The executive talks about the challenges in confronting the pandemic.

Credit: Small Business BC

The executive talks about the challenges in confronting the pandemic

1. You were on the job not quite a year when the COVID-19 crisis hit. Did that help prepare you for what was to come?

I’m so grateful that this crisis, if it had to happen at all, occurred in my second year. The first year in any role requires a lot of learning about your team, your board, your funders, as well as a lot of community-building. Small Business BC helps B.C.’s entrepreneurs grow successful businesses through expert business advisers, educational resources and community events that are meant to benefit 98 percent of the businesses throughout the province.
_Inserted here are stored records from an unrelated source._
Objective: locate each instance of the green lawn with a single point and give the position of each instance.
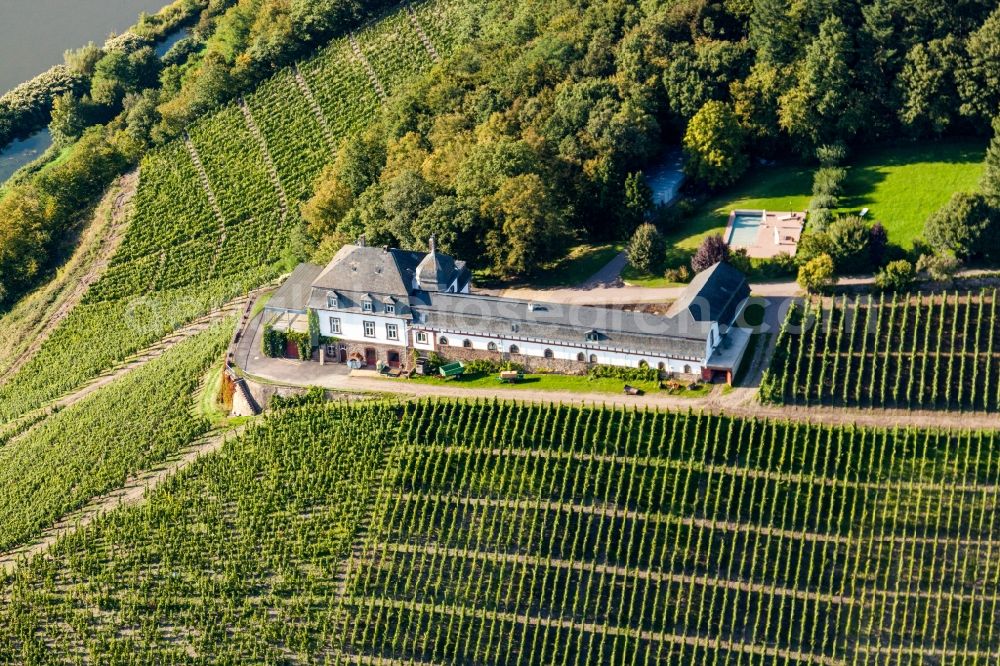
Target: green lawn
(768, 188)
(902, 185)
(639, 279)
(579, 263)
(554, 382)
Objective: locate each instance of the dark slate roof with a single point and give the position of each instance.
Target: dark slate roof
(293, 295)
(437, 271)
(679, 337)
(371, 269)
(385, 271)
(713, 295)
(351, 301)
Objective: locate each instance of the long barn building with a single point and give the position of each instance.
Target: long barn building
(380, 305)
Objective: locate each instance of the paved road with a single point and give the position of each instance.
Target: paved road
(599, 290)
(740, 402)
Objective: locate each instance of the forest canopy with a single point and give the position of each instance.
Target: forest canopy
(529, 135)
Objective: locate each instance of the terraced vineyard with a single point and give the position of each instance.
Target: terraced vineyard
(509, 534)
(93, 446)
(939, 351)
(213, 210)
(233, 560)
(221, 202)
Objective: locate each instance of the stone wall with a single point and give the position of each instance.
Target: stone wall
(357, 350)
(530, 363)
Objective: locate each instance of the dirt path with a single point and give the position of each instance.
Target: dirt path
(133, 492)
(741, 403)
(34, 319)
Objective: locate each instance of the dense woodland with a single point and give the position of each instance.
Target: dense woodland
(536, 132)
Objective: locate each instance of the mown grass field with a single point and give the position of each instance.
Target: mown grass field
(555, 382)
(498, 533)
(901, 185)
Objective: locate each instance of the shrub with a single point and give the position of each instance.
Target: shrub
(966, 226)
(941, 266)
(896, 276)
(849, 237)
(878, 243)
(302, 342)
(820, 218)
(829, 181)
(315, 395)
(831, 155)
(647, 248)
(273, 342)
(781, 265)
(712, 250)
(645, 374)
(740, 260)
(680, 274)
(482, 366)
(823, 201)
(817, 274)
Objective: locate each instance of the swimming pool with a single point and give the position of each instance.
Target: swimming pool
(745, 227)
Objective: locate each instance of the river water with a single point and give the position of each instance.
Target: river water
(33, 36)
(34, 33)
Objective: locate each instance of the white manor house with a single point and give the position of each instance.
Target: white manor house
(381, 306)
2. How has the pandemic affected the small business sector?

There’s definitely disruption. I want to acknowledge that. The surveys that have been done by some of our partner organizations—the BC Chamber of Commerce, the Vancouver Board of Trade, the Business Council of B.C.—show that 50 percent of businesses in urban markets and 42 percent in rural markets have had to close at least temporarily.

One-third of respondents have had to lay off staff. [But] the pressure cooker that everybody’s been going through has also generated incredible resiliency and technological advances and community within the small business arena. People have been pivoting to increase their e-commerce presence, create new products, enter new markets and move forward.
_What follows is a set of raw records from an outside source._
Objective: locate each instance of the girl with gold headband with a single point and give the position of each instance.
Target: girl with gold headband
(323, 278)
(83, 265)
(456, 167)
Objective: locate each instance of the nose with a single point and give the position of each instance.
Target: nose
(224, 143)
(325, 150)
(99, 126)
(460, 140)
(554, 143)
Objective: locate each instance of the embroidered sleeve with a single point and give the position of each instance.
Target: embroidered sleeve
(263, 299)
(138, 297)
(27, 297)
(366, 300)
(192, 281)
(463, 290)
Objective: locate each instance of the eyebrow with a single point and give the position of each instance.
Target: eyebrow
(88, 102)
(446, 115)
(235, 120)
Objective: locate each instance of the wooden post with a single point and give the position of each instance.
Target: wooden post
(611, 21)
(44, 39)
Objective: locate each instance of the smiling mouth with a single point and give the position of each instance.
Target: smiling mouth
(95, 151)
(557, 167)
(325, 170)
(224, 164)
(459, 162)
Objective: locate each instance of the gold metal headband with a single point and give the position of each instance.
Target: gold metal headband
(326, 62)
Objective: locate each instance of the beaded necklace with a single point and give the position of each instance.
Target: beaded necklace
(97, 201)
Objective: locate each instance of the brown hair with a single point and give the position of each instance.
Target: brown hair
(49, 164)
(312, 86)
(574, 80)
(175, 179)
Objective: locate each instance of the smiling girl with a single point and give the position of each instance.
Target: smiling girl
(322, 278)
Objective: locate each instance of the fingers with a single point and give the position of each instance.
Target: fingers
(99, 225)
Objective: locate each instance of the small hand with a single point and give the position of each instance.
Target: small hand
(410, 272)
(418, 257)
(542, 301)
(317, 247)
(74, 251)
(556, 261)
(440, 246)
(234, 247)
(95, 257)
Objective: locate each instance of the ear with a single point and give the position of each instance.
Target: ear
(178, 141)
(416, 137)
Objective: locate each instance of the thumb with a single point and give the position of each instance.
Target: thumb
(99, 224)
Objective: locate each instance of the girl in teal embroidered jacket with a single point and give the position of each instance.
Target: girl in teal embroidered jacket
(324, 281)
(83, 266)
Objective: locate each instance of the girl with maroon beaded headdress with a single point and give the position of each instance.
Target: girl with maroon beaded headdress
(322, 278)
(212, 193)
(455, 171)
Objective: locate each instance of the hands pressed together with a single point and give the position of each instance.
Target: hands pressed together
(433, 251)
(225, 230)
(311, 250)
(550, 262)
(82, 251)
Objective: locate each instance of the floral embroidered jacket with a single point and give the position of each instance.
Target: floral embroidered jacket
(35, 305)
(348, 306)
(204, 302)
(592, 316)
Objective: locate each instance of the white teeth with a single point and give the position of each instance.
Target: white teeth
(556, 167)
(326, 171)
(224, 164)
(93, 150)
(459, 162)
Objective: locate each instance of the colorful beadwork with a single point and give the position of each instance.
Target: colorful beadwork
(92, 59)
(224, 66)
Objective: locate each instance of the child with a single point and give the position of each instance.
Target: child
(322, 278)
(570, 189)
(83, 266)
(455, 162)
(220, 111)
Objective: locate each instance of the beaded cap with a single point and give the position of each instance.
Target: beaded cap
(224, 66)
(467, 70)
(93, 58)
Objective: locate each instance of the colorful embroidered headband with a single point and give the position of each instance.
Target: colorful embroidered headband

3. How has Small Business BC responded?

We’re facing unprecedented times in supporting entrepreneurs as they manage the economic challenges brought on by the pandemic. Just as an example, our website is the premier resource centre for small business in B.C. Last year, over the course of the whole year, we had over 1.6 million page views, and we have already attained that number [in 2020] as of the end of May. With the support of our provincial and federal governments, we have really ramped up our resources through the B.C. Business COVID-19 Support Service and the Small Business Marketplace. We’ve assisted thousands of entrepreneurs, many of whom have closed their doors and are desperately looking for ways to generate revenue. We’ve hosted webinars and Digital Meetups. 

Our partnerships with government have allowed us to increase the number of business advisers and service hours. We are now building resources for small businesses on reopening, including recommendations on health and safety, restart strategy and communication advice, incorporating guidance from WorkSafeBC and the provincial health officer.
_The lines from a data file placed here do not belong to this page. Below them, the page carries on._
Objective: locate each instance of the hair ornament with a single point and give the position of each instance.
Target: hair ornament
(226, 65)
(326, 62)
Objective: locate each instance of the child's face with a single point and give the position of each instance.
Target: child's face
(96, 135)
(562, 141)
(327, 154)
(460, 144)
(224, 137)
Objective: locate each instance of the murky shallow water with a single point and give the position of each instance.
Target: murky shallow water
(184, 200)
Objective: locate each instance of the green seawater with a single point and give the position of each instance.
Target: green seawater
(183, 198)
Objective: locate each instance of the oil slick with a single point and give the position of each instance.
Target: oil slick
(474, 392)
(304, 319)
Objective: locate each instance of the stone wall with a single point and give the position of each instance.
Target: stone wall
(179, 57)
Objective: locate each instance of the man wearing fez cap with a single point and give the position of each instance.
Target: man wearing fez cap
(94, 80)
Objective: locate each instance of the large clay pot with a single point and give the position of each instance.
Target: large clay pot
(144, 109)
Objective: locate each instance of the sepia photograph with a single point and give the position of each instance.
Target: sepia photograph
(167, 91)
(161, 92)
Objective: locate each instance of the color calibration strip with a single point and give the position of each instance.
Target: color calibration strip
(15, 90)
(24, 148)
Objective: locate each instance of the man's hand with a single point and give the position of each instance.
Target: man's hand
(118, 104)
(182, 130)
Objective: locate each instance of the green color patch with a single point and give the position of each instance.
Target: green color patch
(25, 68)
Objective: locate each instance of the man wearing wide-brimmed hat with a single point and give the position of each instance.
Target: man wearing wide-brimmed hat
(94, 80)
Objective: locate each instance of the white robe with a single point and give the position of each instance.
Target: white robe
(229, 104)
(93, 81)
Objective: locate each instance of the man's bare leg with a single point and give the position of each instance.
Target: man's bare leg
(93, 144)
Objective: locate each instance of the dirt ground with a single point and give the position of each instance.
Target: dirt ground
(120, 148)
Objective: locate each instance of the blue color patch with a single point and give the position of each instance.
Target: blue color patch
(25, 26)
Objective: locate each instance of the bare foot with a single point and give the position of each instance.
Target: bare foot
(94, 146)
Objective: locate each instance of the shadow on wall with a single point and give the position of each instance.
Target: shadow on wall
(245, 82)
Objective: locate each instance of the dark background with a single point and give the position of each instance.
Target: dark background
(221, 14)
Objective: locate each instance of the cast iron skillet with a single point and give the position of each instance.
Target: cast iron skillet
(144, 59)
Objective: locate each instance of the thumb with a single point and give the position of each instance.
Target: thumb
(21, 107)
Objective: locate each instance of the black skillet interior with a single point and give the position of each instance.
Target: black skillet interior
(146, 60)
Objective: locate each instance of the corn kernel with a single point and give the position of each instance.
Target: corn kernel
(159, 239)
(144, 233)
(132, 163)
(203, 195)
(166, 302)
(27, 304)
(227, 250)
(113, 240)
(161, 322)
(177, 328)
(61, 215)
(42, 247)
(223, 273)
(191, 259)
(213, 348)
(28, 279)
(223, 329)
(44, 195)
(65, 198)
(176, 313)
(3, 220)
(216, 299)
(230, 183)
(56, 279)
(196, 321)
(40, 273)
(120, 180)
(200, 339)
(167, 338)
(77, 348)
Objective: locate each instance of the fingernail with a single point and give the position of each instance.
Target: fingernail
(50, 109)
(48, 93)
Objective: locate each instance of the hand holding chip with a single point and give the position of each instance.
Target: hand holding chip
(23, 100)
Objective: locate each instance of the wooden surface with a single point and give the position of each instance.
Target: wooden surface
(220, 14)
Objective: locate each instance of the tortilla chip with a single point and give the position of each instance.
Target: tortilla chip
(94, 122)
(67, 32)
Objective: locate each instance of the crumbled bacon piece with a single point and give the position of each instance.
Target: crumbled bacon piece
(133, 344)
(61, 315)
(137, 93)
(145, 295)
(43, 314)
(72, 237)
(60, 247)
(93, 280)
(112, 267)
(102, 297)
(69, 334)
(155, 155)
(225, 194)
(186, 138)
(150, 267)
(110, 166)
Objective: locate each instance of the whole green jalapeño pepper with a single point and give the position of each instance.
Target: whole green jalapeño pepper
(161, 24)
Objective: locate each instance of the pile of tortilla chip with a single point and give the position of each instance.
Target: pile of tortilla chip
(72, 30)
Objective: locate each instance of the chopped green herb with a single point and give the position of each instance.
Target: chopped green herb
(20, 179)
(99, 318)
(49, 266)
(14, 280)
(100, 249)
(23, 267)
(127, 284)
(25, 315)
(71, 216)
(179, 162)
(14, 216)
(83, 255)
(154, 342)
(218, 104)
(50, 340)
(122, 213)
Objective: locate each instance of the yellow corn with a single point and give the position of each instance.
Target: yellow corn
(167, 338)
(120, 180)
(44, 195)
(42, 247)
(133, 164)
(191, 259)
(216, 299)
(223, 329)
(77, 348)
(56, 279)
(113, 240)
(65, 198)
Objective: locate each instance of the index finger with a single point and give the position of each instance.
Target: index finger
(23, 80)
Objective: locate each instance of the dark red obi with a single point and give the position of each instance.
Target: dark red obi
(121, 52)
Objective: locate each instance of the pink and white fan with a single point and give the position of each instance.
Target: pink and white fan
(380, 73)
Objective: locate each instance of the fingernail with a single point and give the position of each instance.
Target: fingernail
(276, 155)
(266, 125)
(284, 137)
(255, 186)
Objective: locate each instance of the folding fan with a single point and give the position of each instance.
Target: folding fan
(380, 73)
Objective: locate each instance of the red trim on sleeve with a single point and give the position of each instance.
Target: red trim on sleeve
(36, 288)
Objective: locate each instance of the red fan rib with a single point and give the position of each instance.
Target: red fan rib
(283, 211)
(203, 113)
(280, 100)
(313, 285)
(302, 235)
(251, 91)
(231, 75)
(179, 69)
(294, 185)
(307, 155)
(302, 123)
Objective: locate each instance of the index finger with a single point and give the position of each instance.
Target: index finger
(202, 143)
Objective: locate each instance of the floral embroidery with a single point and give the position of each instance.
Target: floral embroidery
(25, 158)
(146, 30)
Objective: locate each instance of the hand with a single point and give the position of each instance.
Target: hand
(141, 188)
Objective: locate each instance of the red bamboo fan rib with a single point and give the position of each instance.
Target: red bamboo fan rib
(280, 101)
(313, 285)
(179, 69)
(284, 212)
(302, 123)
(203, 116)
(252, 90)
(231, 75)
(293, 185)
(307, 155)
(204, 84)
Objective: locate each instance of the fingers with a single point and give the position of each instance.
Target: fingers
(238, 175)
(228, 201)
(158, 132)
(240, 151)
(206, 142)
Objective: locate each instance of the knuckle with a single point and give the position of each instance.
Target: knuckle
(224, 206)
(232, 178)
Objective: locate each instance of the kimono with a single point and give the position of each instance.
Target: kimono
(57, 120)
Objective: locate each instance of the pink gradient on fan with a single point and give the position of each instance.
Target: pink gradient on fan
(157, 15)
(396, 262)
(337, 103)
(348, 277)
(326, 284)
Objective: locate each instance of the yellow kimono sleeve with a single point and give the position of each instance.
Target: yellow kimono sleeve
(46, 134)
4. Any particular war stories?

We had our Small Business Awards at the end of February; I am so grateful we were able to get that in. One of our award winners—her company actually won two awards—was Nicole Burke of Emelle’s Catering. Emelle’s took home the awards for best employer and best marketer. And then in March, less than a month later, she had to lay off most of her staff. In spite of it all, Nicole remained remarkably upbeat. She stuck a note on her desktop monitor to be a constant reminder to CARE, which stands for compassionate, adaptable, resilient and, of course, the E is for Emelle’s.

5. Looking ahead to the rebound, what characteristics will the survivors have?

Those that are adaptable and able to seek new tools, such as an e-commerce platform, or new markets. But also, those that are able to access government support in a time frame that works will have a leg up on the rebound. [COVID] pushed many businesses to reassess and re-strategize to remain operating and keep their staff and pay their fixed expenses. In many cases, businesses pivoted to digital platforms. That was one of the big surprises for me in this instance: how many businesses weren’t part of the digital economy per se. Those that had been falling behind may find themselves closing for good.

Previously: Conway and his husband owned a meal preparation kitchen in Chicago. They later moved to California, where Conway became CEO of Easter Seals Central California. He then served as the Pacific U.S. regional director of YPO (Young Presidents’ Organization). Upon moving to Vancouver in 2016, he became executive director for the B.C. Schizophrenia Society.

Hobby: “Hiking and being outdoors is No. 1. Exploring, scuba diving. I also enjoy cooking, though my husband is a chef, so he usually does it”.

Favourite TV show: “I find some reality series fascinating: Deadliest CatchLife Below ZeroRuPaul’s Drag Race.

Last book I read: The Big Book of Alcoholics Anonymous. That’s my fun reading! I’m 20 years sober.”